Symptom: observatory.db stays at 0 spans

  • Verify OTEL_EXPORTER_OTLP_ENDPOINT=http://localhost:1957 is set in the shell where you launched eval-suite (not just in your config). Confirm with ps eww -p <pid> listing the var.
  • Verify server is up: curl -s http://localhost:1957/health.
  • Check ~/.ailang/logs/server.log for FOREIGN KEY constraint failed (should be absent post-M-EVAL-LOCAL-OBSERVABILITY M1).

Symptom: benchmarks fail with "opencode produced no output within 8m0s (prefill timeout)"

  • The ttft_timeout is too tight for your -parallel N level.
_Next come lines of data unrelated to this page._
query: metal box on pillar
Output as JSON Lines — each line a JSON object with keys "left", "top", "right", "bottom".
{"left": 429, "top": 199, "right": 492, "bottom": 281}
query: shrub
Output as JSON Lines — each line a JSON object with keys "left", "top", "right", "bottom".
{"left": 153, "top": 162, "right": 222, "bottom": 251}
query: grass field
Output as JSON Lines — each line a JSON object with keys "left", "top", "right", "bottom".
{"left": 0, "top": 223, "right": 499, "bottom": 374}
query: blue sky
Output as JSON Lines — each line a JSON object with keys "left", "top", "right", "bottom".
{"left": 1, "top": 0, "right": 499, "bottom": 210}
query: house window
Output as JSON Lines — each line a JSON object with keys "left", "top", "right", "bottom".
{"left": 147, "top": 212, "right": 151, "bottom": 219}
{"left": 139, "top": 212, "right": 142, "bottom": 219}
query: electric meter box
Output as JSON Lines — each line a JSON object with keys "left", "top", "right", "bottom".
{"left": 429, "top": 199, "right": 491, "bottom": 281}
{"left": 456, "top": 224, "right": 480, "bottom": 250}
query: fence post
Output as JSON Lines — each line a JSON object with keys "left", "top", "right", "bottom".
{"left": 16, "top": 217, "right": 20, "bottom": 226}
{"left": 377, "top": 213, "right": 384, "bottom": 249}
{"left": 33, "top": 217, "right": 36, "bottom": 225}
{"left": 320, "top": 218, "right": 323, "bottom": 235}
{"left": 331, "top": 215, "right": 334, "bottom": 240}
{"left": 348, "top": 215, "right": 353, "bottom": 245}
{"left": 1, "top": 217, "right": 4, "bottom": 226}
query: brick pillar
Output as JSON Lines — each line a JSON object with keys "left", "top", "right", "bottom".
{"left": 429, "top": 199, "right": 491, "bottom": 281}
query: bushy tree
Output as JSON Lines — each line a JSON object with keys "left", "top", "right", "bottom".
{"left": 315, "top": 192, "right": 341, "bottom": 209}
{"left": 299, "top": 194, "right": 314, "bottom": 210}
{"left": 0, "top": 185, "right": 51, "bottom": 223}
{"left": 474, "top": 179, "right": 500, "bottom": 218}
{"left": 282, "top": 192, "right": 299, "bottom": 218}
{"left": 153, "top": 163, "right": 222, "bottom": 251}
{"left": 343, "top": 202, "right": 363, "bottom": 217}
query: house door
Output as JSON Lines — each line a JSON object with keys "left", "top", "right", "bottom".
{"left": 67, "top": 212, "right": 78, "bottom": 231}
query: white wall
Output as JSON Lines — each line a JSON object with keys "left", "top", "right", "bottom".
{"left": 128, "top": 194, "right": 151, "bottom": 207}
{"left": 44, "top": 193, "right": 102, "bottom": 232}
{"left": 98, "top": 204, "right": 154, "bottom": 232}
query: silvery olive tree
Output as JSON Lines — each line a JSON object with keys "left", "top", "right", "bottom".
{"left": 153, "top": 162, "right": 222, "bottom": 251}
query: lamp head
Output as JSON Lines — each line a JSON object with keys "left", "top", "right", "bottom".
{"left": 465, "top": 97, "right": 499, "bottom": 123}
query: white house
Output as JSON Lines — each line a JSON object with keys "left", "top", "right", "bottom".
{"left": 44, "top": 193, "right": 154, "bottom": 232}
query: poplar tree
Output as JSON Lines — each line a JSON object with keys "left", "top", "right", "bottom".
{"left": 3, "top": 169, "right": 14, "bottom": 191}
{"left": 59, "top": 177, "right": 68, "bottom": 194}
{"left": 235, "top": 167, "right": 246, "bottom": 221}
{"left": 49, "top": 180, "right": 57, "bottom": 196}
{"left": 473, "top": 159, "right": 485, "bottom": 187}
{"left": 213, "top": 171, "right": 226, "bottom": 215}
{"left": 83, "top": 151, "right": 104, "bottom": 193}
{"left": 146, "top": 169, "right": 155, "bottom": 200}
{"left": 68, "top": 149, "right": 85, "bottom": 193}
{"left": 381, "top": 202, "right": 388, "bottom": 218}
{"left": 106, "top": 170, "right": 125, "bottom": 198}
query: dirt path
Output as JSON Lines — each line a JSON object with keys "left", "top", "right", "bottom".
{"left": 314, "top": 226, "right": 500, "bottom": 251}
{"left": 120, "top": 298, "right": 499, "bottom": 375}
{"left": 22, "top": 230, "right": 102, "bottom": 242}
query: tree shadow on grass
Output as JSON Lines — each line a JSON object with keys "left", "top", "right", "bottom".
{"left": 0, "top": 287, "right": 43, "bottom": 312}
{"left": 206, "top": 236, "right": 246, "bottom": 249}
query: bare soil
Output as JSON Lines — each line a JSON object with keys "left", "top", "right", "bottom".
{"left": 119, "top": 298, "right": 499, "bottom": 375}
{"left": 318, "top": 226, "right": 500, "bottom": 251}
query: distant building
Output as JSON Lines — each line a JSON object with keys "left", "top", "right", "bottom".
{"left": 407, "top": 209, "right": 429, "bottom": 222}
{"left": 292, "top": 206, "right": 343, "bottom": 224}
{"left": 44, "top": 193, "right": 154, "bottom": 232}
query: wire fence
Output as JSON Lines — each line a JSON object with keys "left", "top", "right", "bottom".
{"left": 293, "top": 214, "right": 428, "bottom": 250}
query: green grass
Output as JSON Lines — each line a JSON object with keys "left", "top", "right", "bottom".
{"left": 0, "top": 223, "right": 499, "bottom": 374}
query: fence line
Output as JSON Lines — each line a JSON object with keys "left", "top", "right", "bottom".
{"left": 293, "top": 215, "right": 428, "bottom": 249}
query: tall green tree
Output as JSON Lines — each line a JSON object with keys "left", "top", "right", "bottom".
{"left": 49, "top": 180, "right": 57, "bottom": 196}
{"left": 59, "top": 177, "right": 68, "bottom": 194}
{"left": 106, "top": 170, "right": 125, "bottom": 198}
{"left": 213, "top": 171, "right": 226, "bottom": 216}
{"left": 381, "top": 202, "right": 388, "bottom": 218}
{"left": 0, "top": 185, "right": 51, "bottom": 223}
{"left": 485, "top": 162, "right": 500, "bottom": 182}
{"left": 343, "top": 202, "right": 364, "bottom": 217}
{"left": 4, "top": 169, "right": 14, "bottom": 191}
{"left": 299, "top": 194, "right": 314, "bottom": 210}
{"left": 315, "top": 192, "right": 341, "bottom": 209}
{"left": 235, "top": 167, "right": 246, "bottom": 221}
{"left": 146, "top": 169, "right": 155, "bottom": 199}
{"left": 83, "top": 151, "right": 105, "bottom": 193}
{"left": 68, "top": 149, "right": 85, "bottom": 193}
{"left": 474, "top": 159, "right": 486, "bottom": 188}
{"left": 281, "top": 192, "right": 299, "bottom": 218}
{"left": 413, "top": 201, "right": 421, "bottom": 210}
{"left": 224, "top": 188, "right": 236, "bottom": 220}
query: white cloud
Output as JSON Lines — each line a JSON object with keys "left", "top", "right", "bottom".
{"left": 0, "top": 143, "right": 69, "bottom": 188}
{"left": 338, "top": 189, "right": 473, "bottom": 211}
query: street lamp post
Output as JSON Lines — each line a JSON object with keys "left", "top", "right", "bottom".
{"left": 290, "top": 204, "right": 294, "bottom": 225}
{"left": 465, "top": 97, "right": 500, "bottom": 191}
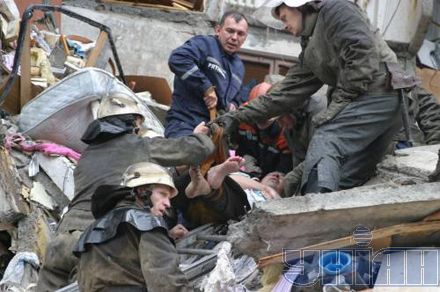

At p=4 we observed prefill needing ~12 min for some benchmarks. Bump opencode-gemma4-26b.ttft_timeout in models.yml.

Symptom: high token thrashing (>1M tokens for a simple benchmark)

  • Try raising -parallel from 2 to 4. The reduced per-request token rate acts as a "think before emitting" governor that suppresses runaway loops.
  • This is expected behavior for some benchmarks (e.g. dense_operator_program consistently thrashes regardless of config — a real model gap).

Symptom: "non-agentic result: 1 turns, 0 tool calls"

  • The model decided to one-shot the answer instead of using tools. opencode rejects this as not-agentic. Currently no clean workaround beyond re-running. See M-EVAL-LOCAL-OBSERVABILITY notes for "make non-agentic a warning not error" deferred work.

Symptom: ailang chains live shows "(no spans yet)" for every stage even mid-run

  • Spans are landing but not joined to stages. This is a known follow-up: per-stage chain_id/stage_id resource attrs need to be added at the eval-suite OTLP-resource layer. Use ailang chains diagnose or sqlite3 ~/.ailang/state/observatory.db 'SELECT COUNT(*) FROM spans' to confirm spans are still flowing.